Royalty-Inclusive Deals
One way to license a product without the burden of calculating royalties or establishing minimum guarantees is to buy finished goods on a royalty-inclusive basis. In this way, the publisher is actually purchasing a finished product (paying for manufactured goods), but with the same rights that would be granted from a straight licensing deal. In other words, payment for the license includes both the IP rights and the physical product itself. This is a basic turnkey deal. The originating publisher or packager constructs a deal for a specified number of finished books for a set unit fee—and also takes a margin on the manufacturing. The fee in this case is “fully loaded,” meaning that the royalty is already built into the cost of goods.
This is a very simple way for everyone to calculate their risks and to keep the post-publication accounting issues to a minimum. It also simplifies the entire process for the licensee, since it doesn’t have to do any development work. It’s also a common way for a developer to work with multiple licensing deals at the same time; it can print several language versions at once to take advantage of printing economies.
But there are downsides to this type of deal. The amount of adaptation that the licensee can make is limited since the structure or layout and design of the content is predetermined and is used by more than one licensee. In addition, the buyer will have to commit to a substantial print run up-front in order to secure a favorable unit price point. Usually these print-runs are higher than the publisher would normally contract for if it controlled the production and manufacturing itself.

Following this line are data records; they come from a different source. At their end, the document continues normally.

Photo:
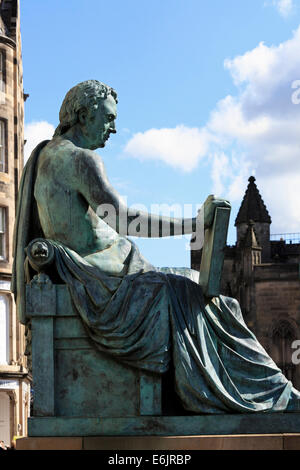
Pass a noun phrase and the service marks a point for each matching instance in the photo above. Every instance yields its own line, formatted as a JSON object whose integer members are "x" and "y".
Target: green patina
{"x": 110, "y": 332}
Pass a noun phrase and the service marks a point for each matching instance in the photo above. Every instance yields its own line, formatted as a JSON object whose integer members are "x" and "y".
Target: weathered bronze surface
{"x": 106, "y": 325}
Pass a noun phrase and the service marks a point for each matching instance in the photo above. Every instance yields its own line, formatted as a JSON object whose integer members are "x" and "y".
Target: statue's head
{"x": 92, "y": 106}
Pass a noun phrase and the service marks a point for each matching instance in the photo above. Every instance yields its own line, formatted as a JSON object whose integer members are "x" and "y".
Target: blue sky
{"x": 205, "y": 98}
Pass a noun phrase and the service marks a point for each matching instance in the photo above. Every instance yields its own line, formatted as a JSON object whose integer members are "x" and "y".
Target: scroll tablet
{"x": 213, "y": 253}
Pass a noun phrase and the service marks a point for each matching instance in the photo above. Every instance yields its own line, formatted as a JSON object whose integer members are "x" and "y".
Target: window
{"x": 4, "y": 329}
{"x": 2, "y": 72}
{"x": 2, "y": 233}
{"x": 2, "y": 146}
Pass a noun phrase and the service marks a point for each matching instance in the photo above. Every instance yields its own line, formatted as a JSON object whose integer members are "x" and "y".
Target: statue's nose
{"x": 112, "y": 128}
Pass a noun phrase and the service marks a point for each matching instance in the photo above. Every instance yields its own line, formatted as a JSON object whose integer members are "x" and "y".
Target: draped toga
{"x": 151, "y": 319}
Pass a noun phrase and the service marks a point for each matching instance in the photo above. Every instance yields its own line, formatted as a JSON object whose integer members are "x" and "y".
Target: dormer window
{"x": 2, "y": 72}
{"x": 3, "y": 166}
{"x": 3, "y": 233}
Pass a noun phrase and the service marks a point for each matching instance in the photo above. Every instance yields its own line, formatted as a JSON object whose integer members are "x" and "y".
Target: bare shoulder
{"x": 88, "y": 161}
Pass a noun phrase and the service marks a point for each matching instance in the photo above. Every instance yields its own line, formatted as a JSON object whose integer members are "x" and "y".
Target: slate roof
{"x": 253, "y": 206}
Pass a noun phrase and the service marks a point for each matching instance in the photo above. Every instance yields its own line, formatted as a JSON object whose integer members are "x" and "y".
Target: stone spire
{"x": 252, "y": 207}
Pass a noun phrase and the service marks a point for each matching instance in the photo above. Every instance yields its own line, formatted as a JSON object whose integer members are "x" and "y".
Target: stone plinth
{"x": 237, "y": 424}
{"x": 237, "y": 442}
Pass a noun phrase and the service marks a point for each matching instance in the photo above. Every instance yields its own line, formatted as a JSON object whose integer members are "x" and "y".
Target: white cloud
{"x": 257, "y": 131}
{"x": 34, "y": 133}
{"x": 181, "y": 147}
{"x": 284, "y": 7}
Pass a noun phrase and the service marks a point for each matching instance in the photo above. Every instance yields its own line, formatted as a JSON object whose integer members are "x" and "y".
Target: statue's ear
{"x": 82, "y": 116}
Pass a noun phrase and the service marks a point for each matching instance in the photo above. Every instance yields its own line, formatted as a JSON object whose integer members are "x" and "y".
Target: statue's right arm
{"x": 92, "y": 183}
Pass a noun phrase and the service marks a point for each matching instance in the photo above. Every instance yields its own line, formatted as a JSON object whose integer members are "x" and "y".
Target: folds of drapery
{"x": 146, "y": 317}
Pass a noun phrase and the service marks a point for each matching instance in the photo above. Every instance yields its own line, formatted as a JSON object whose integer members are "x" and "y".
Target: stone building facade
{"x": 263, "y": 274}
{"x": 14, "y": 382}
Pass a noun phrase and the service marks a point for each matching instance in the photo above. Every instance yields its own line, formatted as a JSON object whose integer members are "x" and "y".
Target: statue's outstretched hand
{"x": 210, "y": 205}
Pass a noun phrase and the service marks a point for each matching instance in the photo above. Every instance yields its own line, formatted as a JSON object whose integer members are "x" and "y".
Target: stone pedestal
{"x": 229, "y": 442}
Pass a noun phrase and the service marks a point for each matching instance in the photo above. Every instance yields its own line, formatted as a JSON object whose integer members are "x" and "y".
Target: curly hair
{"x": 86, "y": 95}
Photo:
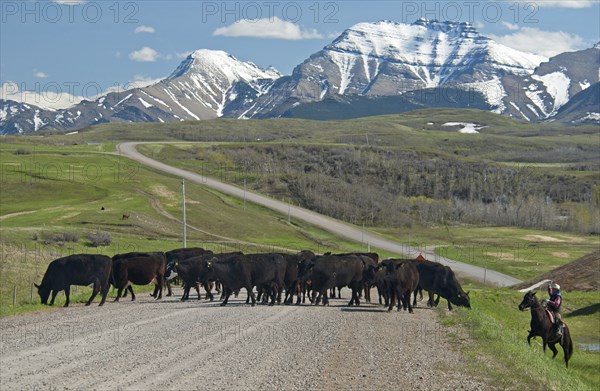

The Licensor Holds All the Cards
Terms for buying and selling rights are grounded in the basic economies of general publishing and take into consideration what both sides are able to bring to the table. As the originator of a product, the licensor has not only taken on the initial risks of the project, but has invested time and resources that the licensee does not have to invest. Even if the licensee now has to translate and perhaps even reconfigure the product, the original IP holder has provided a fully developed concept and decreased the licensee’s time to market.
My view is that as the originator of the product, the licensor is entitled to own any derivatives of the product, including translations and additional content regardless of the format. Any work that the licensee does to meet its market requirements is still based on the licensor’s original work and is “fruit of the same tree.” The licensee can have the rights to the translation as long as the contract is active, but once the contract has terminated, all rights, including the translated materials, should revert to the licensor.
If the licensor feels that there is value in the licensee’s adaptations in its own market, the agreement made between the two parties should allow the licensor to use any or all of the licensee’s derivative work in exchange for royalties back to the licensee or for a share of the revenue.
From a seller’s point of view, licensing products into a new territory extends the earning power of a product in which it has already made a substantial investment. Publishing has a high fixed but relatively low variable cost, and licensing is the optimal “variable,” because the revenue it generates is purely incremental. From a buyer’s point of view, licensing a product is an excellent way to take advantage of someone else’s capital risk in development. When compared to the publisher’s original investment in research, development, and production, the licensee’s additional costs to make the product appropriate for its market are minimal. Since royalties are paid only after working off initial advances and after actual sales are made, royalty expenses do not negatively impact cash flow.
With highly successful products, licensees may get to the point where they cringe at making high royalty payments, but they have to keep in mind the much smaller risk they took in the first place. And sending large royalty checks means that the bet on the original property is paying off. So, in reality, the higher the royalty checks, the happier both sides should be.